CHICAGO (CN) - Reinforcing earlier injunctions, the 7th Circuit found that two businesses owned by Catholic families should not have to cover the contraceptive needs of their employees, as required in the new health care reform law.
Compelling the businesses "to cover these services substantially burdens their religious-exercise rights," Judge Diane Sykes wrote for a divided appellate panel.
Both companies had actually gone before the same panel separately earlier this year after federal judges found them unlikely to succeed with their challenges under the Religious Freedom Restoration Act (RFRA).
The same divided panel awarded an emergency injunction in January to the Illinois construction firm Korte & Luitjohan Contractors, and in February to the Indiana manufacturing company Grote Industries.
All parties then fully briefed the court and convened for a consolidated hearing in May, leading the court to reverse and issue preliminary injunctions against the mandate on Friday.
This decision conflicts with the 3rd Circuit's ruling in Conestoga Wood Specialties Corp., and the 6th Circuit's ruling in Autocam Corp. and Eden Foods, but agrees with the 10th Circuit's decision in Hobby Lobby Stores, and the D.C. Circuit's ruling in Freshway Foods.
The majority ruled that "nothing in the Supreme Court's free-exercise jurisprudence categorically forecloses RFRA claims by profit-seeking entities."
"If the government's view is correct, commonplace religious practices normally thought protected would fall outside the scope of the free-exercise right," Sykes wrote. "The Jewish deli is the usual example. On the government's understanding of religious liberty, a Jewish restaurant operating for profit could be denied the right to observe Kosher dietary restrictions. That cannot be right. There is nothing inherently incompatible between religious exercise and profit-seeking."

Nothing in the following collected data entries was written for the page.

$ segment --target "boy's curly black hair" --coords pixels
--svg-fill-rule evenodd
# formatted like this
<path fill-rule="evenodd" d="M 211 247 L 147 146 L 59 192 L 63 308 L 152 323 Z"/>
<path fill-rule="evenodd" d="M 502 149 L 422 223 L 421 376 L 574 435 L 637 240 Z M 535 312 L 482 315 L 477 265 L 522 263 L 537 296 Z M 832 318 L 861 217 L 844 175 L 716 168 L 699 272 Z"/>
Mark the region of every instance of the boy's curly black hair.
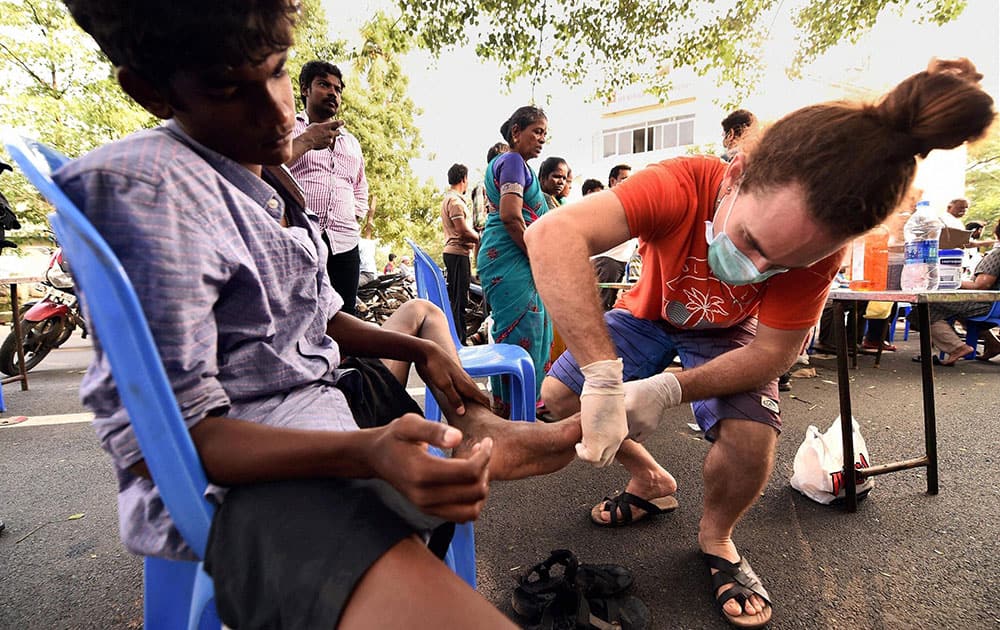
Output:
<path fill-rule="evenodd" d="M 297 0 L 64 0 L 116 66 L 156 87 L 179 70 L 260 63 L 289 48 Z"/>

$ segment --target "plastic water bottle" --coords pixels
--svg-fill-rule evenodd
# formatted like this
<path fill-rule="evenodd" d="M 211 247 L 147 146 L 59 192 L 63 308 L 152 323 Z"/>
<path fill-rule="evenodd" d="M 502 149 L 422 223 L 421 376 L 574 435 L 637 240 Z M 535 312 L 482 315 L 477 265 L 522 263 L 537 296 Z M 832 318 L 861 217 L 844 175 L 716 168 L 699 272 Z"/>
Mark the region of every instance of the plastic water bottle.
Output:
<path fill-rule="evenodd" d="M 904 291 L 933 291 L 938 288 L 938 239 L 941 220 L 931 211 L 929 201 L 921 201 L 903 226 Z"/>

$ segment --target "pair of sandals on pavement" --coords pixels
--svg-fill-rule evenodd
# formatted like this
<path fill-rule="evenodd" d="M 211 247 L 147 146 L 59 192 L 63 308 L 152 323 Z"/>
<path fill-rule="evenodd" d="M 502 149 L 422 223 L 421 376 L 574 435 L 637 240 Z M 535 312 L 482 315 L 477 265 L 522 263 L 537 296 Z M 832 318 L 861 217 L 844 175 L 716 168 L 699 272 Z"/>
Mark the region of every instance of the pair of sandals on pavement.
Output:
<path fill-rule="evenodd" d="M 556 549 L 518 578 L 511 597 L 529 630 L 645 630 L 649 609 L 626 594 L 635 579 L 617 564 L 581 564 L 572 551 Z"/>
<path fill-rule="evenodd" d="M 603 501 L 595 505 L 590 511 L 590 520 L 601 527 L 623 527 L 646 517 L 673 512 L 677 506 L 677 499 L 673 495 L 647 500 L 623 490 L 614 496 L 604 497 Z M 633 507 L 640 512 L 633 514 Z M 602 512 L 610 514 L 610 521 L 601 518 Z M 738 628 L 761 628 L 767 625 L 772 614 L 771 596 L 764 589 L 760 578 L 746 558 L 740 558 L 738 562 L 730 562 L 725 558 L 705 552 L 701 552 L 701 556 L 705 564 L 708 565 L 712 577 L 713 601 L 726 621 Z M 713 569 L 715 573 L 711 572 Z M 719 589 L 724 586 L 728 586 L 728 588 L 720 593 Z M 752 595 L 760 597 L 765 604 L 764 609 L 758 611 L 757 614 L 747 615 L 744 613 L 733 616 L 726 612 L 724 606 L 732 599 L 739 603 L 740 610 L 746 610 L 746 603 Z"/>

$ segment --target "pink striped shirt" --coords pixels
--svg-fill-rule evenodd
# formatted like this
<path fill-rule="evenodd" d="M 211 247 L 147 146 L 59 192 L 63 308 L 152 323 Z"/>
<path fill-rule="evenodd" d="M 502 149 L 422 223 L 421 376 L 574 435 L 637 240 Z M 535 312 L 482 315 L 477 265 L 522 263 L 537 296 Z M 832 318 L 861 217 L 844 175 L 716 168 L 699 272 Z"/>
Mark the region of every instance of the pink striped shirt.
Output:
<path fill-rule="evenodd" d="M 305 114 L 295 116 L 295 135 L 308 126 Z M 330 239 L 330 253 L 357 247 L 358 219 L 368 213 L 368 179 L 358 139 L 341 130 L 332 149 L 305 152 L 291 171 L 305 191 L 306 206 L 319 217 L 319 226 Z"/>

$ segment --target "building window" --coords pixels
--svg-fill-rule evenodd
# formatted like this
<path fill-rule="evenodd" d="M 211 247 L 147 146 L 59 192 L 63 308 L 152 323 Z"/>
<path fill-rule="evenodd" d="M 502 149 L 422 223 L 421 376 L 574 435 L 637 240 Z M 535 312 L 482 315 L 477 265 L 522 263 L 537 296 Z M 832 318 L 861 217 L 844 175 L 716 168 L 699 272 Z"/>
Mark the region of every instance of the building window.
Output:
<path fill-rule="evenodd" d="M 604 157 L 634 155 L 694 144 L 694 114 L 606 129 Z"/>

Sykes, a President George W. Bush appointee, was joined in her opinion by Judge Joel Flaum, appointed by President Ronald Reagan. Judge Ilana Diamond Rover, also a Bush appointee, dissented.

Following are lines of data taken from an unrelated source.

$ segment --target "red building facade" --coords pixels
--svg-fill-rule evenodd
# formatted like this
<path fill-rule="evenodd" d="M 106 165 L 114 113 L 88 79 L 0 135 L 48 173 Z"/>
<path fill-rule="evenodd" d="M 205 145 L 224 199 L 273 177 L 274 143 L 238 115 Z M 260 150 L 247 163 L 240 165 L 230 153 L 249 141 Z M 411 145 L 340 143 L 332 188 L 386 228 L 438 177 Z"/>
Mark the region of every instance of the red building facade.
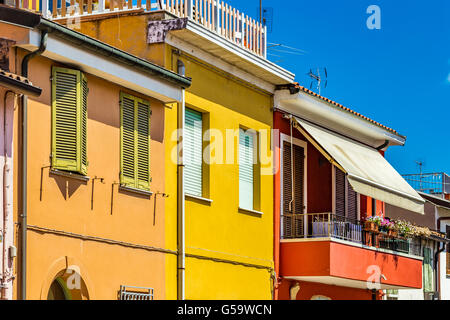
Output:
<path fill-rule="evenodd" d="M 395 176 L 385 186 L 370 175 L 373 166 L 394 170 L 373 151 L 384 156 L 404 137 L 297 85 L 280 90 L 275 105 L 275 299 L 368 300 L 381 299 L 383 289 L 421 288 L 423 258 L 411 244 L 364 227 L 367 217 L 384 217 L 385 202 L 373 195 L 420 211 L 420 197 L 405 181 Z M 379 137 L 383 131 L 386 137 Z M 327 143 L 327 135 L 336 143 L 334 136 Z M 359 147 L 367 155 L 352 157 L 350 149 Z M 367 172 L 363 186 L 353 178 L 357 170 Z"/>

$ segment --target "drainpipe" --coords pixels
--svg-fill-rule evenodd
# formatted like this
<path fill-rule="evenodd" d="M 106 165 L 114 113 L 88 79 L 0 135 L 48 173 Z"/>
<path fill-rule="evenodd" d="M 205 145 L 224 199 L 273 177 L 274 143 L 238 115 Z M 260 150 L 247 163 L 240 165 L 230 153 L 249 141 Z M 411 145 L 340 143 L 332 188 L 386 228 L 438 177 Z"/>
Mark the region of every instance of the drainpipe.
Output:
<path fill-rule="evenodd" d="M 181 60 L 177 62 L 178 74 L 185 75 L 185 66 Z M 177 192 L 177 299 L 185 299 L 185 203 L 184 203 L 184 120 L 185 89 L 181 91 L 181 103 L 178 103 L 178 192 Z"/>
<path fill-rule="evenodd" d="M 13 107 L 8 108 L 7 99 L 8 94 L 13 94 Z M 3 214 L 1 225 L 2 228 L 2 278 L 1 278 L 1 300 L 12 300 L 12 282 L 13 272 L 11 259 L 11 249 L 14 244 L 14 223 L 12 216 L 12 123 L 14 119 L 14 102 L 16 94 L 14 91 L 8 90 L 5 92 L 3 99 L 3 194 L 0 195 L 3 199 Z"/>
<path fill-rule="evenodd" d="M 41 55 L 47 47 L 47 31 L 41 32 L 41 43 L 36 51 L 30 52 L 22 60 L 22 76 L 28 77 L 28 63 Z M 27 298 L 27 161 L 28 161 L 28 96 L 22 99 L 22 218 L 21 223 L 21 299 Z"/>
<path fill-rule="evenodd" d="M 440 246 L 440 244 L 438 244 L 438 246 Z M 435 283 L 436 283 L 436 292 L 439 294 L 439 298 L 441 296 L 441 294 L 440 294 L 441 286 L 439 283 L 439 279 L 440 279 L 440 277 L 439 277 L 439 270 L 440 270 L 439 255 L 445 251 L 445 247 L 446 247 L 446 244 L 444 243 L 444 245 L 441 248 L 439 248 L 439 250 L 436 251 L 436 253 L 434 254 L 434 278 L 435 278 Z"/>

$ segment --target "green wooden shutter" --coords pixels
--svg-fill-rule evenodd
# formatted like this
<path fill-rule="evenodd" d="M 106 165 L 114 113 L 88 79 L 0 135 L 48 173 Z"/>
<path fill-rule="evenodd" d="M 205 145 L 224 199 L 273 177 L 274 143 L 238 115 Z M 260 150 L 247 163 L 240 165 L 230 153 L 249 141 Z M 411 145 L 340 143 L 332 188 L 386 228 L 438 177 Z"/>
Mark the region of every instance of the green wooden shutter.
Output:
<path fill-rule="evenodd" d="M 202 135 L 202 114 L 192 109 L 186 109 L 183 147 L 185 192 L 199 197 L 203 195 Z"/>
<path fill-rule="evenodd" d="M 430 248 L 423 248 L 423 290 L 433 292 L 433 265 Z"/>
<path fill-rule="evenodd" d="M 239 133 L 239 207 L 253 210 L 253 158 L 254 136 Z"/>
<path fill-rule="evenodd" d="M 137 187 L 150 190 L 150 107 L 137 103 Z"/>
<path fill-rule="evenodd" d="M 87 95 L 84 74 L 52 70 L 52 168 L 87 174 Z"/>
<path fill-rule="evenodd" d="M 150 106 L 121 93 L 120 183 L 150 190 Z"/>
<path fill-rule="evenodd" d="M 85 75 L 81 74 L 81 86 L 82 86 L 82 92 L 81 92 L 81 106 L 80 106 L 80 157 L 81 157 L 81 174 L 87 175 L 87 167 L 88 167 L 88 160 L 87 160 L 87 119 L 88 119 L 88 109 L 87 109 L 87 97 L 89 93 L 88 83 Z"/>

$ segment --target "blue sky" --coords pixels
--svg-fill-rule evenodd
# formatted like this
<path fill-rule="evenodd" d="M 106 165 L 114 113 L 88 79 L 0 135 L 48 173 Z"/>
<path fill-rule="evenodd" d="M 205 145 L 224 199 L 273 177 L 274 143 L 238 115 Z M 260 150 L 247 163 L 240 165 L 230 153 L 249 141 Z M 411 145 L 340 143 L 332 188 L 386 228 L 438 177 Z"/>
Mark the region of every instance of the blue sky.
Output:
<path fill-rule="evenodd" d="M 228 0 L 257 18 L 259 0 Z M 381 29 L 366 26 L 370 5 Z M 309 86 L 310 68 L 327 67 L 327 96 L 407 136 L 386 157 L 400 173 L 450 173 L 450 1 L 263 0 L 274 10 L 269 42 L 305 50 L 275 51 L 272 61 Z M 284 50 L 284 49 L 283 49 Z"/>

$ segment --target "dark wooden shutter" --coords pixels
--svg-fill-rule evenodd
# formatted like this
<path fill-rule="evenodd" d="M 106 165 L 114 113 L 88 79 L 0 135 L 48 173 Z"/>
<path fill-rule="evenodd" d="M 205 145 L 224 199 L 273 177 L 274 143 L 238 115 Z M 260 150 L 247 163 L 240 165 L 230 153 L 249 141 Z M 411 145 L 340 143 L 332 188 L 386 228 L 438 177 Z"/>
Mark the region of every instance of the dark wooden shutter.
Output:
<path fill-rule="evenodd" d="M 336 201 L 336 215 L 345 217 L 345 172 L 335 167 L 335 201 Z"/>
<path fill-rule="evenodd" d="M 290 144 L 284 142 L 283 150 L 283 214 L 290 214 L 293 213 L 293 210 L 289 209 L 289 203 L 292 200 L 292 166 Z"/>
<path fill-rule="evenodd" d="M 347 181 L 347 217 L 352 220 L 358 219 L 358 193 L 353 190 Z M 350 221 L 353 222 L 353 221 Z"/>
<path fill-rule="evenodd" d="M 294 213 L 305 213 L 304 201 L 304 159 L 305 151 L 302 147 L 294 145 Z"/>
<path fill-rule="evenodd" d="M 303 218 L 299 215 L 304 213 L 304 158 L 305 152 L 302 147 L 293 146 L 294 165 L 291 159 L 291 144 L 283 144 L 283 234 L 286 238 L 297 238 L 303 234 Z M 294 185 L 292 185 L 292 172 L 294 174 Z M 294 199 L 292 200 L 292 190 Z M 291 206 L 289 204 L 291 203 Z"/>
<path fill-rule="evenodd" d="M 292 200 L 292 179 L 291 179 L 291 146 L 289 143 L 283 144 L 283 235 L 285 238 L 293 238 L 294 218 L 289 204 Z M 293 208 L 293 206 L 292 206 Z"/>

Rover accused the majority of rewriting the terms of the Religious Freedom Restoration Act and free-exercise jurisprudence to reach its conclusion that corporations may have religious rights.
"The court extends a highly personal right to a secular corporation, a man-made legal fiction that has no conscience enabling belief or worship," Rover wrote. "It then deems a corporation's duty to cover contraceptive care as an impermissible burden on the religious rights of both the corporation and its owners. It does so without considering the directness and degree of the burden on the plaintiffs' right to the free exercise of their religion, in contravention of the plain terms of RFRA, which proscribes only substantial burdens on that right. And it permits the plaintiffs to invoke their free exercise rights offensively rather than defensively, in a way that circumscribes the rights Congress has given to employees, by permitting the corporate employers to rewrite the terms of the statutorily-mandated health plans they provide to their employees."
As a result, the court's ruling allows corporations to avoid giving their employees the insurance coverage Congress intended for them to have, Rover concluded.